MB: Most definitely! Rufus is a bit reminiscent of Berk, isn’t he? It’s so long ago that I can’t recall exactly how the design of Rufus came about, but I’m pretty sure The Trap Door series had an influence on his design.
AA: You were 30 when you started work on Reckless Rufus – did you have to juggle other priorities?
MB: I was in full-time employment, so coding on Rufus was limited to perhaps a couple of hours a day and then longer sessions at the weekend. I had a young son as well, so spare time was a very precious commodity. I think it took about 6-8 months to complete the game.
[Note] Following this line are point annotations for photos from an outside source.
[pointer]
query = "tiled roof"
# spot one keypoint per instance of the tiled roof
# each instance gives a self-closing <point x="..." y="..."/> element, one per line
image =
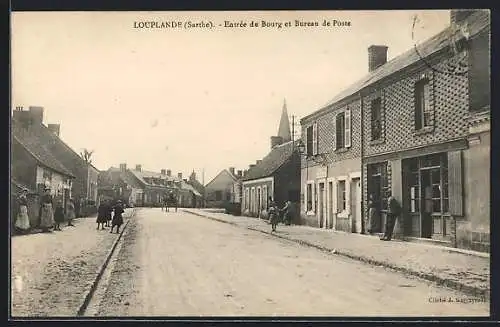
<point x="39" y="150"/>
<point x="476" y="23"/>
<point x="272" y="162"/>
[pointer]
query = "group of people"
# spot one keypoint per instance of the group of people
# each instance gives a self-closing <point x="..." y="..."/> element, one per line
<point x="51" y="216"/>
<point x="110" y="216"/>
<point x="393" y="212"/>
<point x="275" y="213"/>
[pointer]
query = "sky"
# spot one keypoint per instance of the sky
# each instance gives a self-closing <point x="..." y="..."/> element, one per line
<point x="202" y="99"/>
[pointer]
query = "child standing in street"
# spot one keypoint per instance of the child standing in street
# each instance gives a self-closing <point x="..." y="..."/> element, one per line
<point x="58" y="215"/>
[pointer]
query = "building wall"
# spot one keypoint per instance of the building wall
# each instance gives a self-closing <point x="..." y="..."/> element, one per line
<point x="450" y="107"/>
<point x="341" y="163"/>
<point x="250" y="202"/>
<point x="23" y="166"/>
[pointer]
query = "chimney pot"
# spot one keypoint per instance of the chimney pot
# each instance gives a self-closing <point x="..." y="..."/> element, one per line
<point x="377" y="56"/>
<point x="54" y="128"/>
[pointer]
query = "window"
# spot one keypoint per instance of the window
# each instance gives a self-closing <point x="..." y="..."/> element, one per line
<point x="423" y="113"/>
<point x="309" y="197"/>
<point x="309" y="141"/>
<point x="47" y="175"/>
<point x="340" y="130"/>
<point x="341" y="193"/>
<point x="376" y="119"/>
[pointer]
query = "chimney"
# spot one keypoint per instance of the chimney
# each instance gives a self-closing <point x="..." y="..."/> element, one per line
<point x="377" y="56"/>
<point x="55" y="128"/>
<point x="36" y="114"/>
<point x="457" y="16"/>
<point x="275" y="141"/>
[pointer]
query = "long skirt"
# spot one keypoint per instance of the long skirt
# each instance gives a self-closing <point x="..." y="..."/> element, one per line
<point x="47" y="217"/>
<point x="23" y="221"/>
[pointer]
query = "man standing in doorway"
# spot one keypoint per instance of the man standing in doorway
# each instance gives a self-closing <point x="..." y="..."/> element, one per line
<point x="393" y="212"/>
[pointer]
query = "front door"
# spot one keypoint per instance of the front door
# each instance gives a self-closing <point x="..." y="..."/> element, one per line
<point x="321" y="205"/>
<point x="356" y="205"/>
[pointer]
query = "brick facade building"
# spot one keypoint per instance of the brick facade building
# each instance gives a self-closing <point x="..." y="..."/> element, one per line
<point x="424" y="136"/>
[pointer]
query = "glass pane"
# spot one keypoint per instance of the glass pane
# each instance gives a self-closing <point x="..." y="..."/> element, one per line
<point x="436" y="205"/>
<point x="445" y="205"/>
<point x="436" y="191"/>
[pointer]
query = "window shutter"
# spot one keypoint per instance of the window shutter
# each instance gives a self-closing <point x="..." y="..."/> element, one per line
<point x="455" y="186"/>
<point x="334" y="133"/>
<point x="315" y="138"/>
<point x="347" y="134"/>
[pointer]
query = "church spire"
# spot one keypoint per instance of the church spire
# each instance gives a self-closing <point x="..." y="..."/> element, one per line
<point x="284" y="128"/>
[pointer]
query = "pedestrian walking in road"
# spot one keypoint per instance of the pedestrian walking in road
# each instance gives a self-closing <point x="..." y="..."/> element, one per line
<point x="58" y="215"/>
<point x="117" y="217"/>
<point x="373" y="214"/>
<point x="102" y="213"/>
<point x="273" y="215"/>
<point x="393" y="212"/>
<point x="46" y="211"/>
<point x="22" y="220"/>
<point x="288" y="212"/>
<point x="70" y="212"/>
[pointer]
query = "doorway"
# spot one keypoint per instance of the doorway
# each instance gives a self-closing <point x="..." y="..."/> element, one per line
<point x="321" y="205"/>
<point x="356" y="205"/>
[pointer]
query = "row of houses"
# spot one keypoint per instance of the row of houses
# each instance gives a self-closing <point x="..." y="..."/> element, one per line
<point x="138" y="187"/>
<point x="416" y="127"/>
<point x="40" y="159"/>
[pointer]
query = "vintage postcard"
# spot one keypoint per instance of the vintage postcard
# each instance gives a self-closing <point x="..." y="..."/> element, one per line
<point x="250" y="164"/>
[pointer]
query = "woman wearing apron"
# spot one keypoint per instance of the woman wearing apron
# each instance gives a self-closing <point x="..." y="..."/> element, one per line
<point x="23" y="221"/>
<point x="46" y="211"/>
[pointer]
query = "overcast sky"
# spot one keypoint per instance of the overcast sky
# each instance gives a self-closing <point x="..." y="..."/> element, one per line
<point x="192" y="98"/>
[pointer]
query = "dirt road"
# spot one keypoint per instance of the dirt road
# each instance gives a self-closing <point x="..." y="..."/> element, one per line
<point x="177" y="264"/>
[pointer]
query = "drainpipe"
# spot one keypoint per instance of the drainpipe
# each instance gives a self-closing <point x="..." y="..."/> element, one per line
<point x="363" y="229"/>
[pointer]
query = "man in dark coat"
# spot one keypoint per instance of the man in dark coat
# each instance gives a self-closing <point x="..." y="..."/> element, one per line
<point x="393" y="212"/>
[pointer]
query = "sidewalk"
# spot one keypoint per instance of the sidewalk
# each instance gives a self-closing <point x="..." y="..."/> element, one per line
<point x="468" y="271"/>
<point x="51" y="273"/>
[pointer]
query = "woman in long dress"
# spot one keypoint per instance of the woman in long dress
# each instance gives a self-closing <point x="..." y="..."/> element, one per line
<point x="22" y="220"/>
<point x="46" y="211"/>
<point x="70" y="212"/>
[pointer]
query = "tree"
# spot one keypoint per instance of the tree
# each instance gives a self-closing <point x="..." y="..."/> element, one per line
<point x="86" y="155"/>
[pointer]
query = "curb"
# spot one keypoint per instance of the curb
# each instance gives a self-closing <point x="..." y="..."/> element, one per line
<point x="88" y="296"/>
<point x="469" y="290"/>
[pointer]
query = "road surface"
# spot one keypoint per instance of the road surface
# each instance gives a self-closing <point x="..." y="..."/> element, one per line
<point x="178" y="264"/>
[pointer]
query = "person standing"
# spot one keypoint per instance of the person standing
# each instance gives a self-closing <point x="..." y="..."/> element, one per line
<point x="22" y="219"/>
<point x="58" y="215"/>
<point x="46" y="211"/>
<point x="117" y="217"/>
<point x="393" y="212"/>
<point x="70" y="212"/>
<point x="373" y="214"/>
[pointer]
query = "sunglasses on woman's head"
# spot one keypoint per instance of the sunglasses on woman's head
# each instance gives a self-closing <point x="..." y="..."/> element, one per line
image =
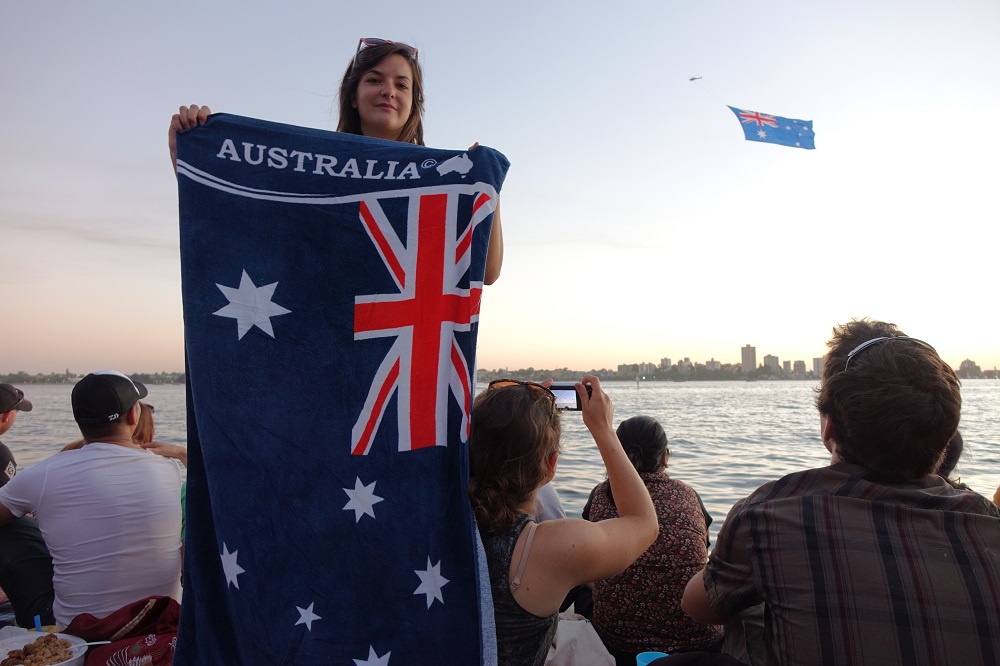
<point x="504" y="383"/>
<point x="365" y="42"/>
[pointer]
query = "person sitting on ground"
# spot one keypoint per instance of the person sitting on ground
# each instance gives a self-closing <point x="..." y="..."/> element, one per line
<point x="11" y="402"/>
<point x="25" y="563"/>
<point x="639" y="610"/>
<point x="110" y="511"/>
<point x="874" y="559"/>
<point x="513" y="450"/>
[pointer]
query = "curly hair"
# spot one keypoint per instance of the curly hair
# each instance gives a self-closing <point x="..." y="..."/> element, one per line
<point x="515" y="431"/>
<point x="895" y="407"/>
<point x="362" y="63"/>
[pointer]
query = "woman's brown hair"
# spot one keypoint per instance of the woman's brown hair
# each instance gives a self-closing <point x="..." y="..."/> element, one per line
<point x="515" y="431"/>
<point x="365" y="60"/>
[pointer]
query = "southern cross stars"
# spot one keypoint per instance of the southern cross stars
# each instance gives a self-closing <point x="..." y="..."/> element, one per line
<point x="363" y="499"/>
<point x="373" y="659"/>
<point x="229" y="566"/>
<point x="251" y="305"/>
<point x="431" y="582"/>
<point x="306" y="616"/>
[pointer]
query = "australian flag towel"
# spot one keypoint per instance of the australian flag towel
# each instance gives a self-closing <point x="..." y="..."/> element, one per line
<point x="331" y="288"/>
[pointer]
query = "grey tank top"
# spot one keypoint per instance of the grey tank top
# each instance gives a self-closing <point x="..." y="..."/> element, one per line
<point x="523" y="639"/>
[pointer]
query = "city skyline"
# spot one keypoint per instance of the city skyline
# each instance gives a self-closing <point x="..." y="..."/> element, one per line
<point x="637" y="220"/>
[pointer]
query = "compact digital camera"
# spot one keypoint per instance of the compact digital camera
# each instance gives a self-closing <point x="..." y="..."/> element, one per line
<point x="566" y="396"/>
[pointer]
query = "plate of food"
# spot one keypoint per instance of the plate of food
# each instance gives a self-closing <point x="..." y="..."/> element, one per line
<point x="32" y="649"/>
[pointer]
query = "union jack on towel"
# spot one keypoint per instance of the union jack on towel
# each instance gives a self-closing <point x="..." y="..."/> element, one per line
<point x="331" y="289"/>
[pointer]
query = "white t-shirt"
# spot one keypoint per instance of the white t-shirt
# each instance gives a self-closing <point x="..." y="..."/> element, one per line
<point x="111" y="517"/>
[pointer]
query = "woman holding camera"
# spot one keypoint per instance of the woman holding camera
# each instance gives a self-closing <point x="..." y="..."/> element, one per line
<point x="639" y="610"/>
<point x="513" y="451"/>
<point x="381" y="96"/>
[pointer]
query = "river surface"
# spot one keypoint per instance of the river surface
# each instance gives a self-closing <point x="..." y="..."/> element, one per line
<point x="726" y="438"/>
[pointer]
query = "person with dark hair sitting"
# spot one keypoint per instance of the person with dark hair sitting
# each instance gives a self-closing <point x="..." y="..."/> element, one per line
<point x="110" y="511"/>
<point x="874" y="559"/>
<point x="513" y="451"/>
<point x="639" y="610"/>
<point x="25" y="563"/>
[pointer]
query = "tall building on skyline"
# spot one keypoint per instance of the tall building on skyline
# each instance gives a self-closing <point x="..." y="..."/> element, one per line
<point x="749" y="356"/>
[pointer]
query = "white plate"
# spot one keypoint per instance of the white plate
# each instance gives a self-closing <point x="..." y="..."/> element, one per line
<point x="18" y="642"/>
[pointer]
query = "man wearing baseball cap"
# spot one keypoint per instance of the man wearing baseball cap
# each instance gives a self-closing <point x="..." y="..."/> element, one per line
<point x="109" y="511"/>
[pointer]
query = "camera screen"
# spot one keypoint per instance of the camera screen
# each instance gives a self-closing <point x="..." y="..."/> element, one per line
<point x="565" y="398"/>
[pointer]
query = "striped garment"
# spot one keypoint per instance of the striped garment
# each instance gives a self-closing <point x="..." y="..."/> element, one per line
<point x="853" y="571"/>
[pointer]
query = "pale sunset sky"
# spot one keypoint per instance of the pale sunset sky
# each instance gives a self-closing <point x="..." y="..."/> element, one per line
<point x="638" y="222"/>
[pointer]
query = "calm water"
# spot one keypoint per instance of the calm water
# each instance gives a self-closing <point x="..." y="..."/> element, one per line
<point x="726" y="438"/>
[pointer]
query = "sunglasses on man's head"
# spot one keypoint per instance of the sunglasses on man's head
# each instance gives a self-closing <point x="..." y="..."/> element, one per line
<point x="504" y="383"/>
<point x="365" y="42"/>
<point x="874" y="341"/>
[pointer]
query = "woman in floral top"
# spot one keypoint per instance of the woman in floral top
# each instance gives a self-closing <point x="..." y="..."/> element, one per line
<point x="639" y="609"/>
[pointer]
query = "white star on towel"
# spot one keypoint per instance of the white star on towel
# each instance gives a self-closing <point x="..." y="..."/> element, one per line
<point x="363" y="499"/>
<point x="431" y="582"/>
<point x="373" y="659"/>
<point x="306" y="616"/>
<point x="230" y="567"/>
<point x="251" y="305"/>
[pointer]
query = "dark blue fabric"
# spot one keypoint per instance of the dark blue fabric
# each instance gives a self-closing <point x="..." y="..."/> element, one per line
<point x="759" y="126"/>
<point x="331" y="288"/>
AA: How did Reckless Rufus end up with Alternative Software?
MB: I think I sent copies to several of the big UK software houses, but Alternative were quick off the mark. Very shortly after sending them a demo, I got a telephone call from Chris Price. He told me they wanted the game, and that was that. A few days later, Chris came to my house to discuss some ideas and changes they wanted. But pretty much the only changes were the game’s title and difficulty level.
AA: What happened with the difficulty level?
MB: They wanted to make the baddies a little more annoying. I thought it was a mistake – the puzzle aspect is hard enough without dealing with the aliens. But, having said that, once you get used to them, the alien patterns are pretty easy to deal with.
AA: Looking back today, is there anything you feel you could have done differently?
MB: As I mentioned, I would have lowered the difficulty level as far as the aliens were concerned. Maybe I’d do away with them altogether! Another thing I would definitely change is the number of screens you have to complete in order to get the start level code. I wish I’d made it one code for every level.
AA: Finally, Mike, how do you look back at your time developing Reckless Rufus, and what are you up to today?
MB: Most definitely as some of the best times of my life! For me, the mid-eighties and early nineties were the golden years of the C64 and 8-bit era in general. I spent almost every spare moment coding and creating stuff and would happily go right back to those days right now! I’m still working full-time as a PC engineer, but I still love 8-bit gaming, so much so that I created a website selling my 2D and 3D artwork interpretations of old 8-bit games.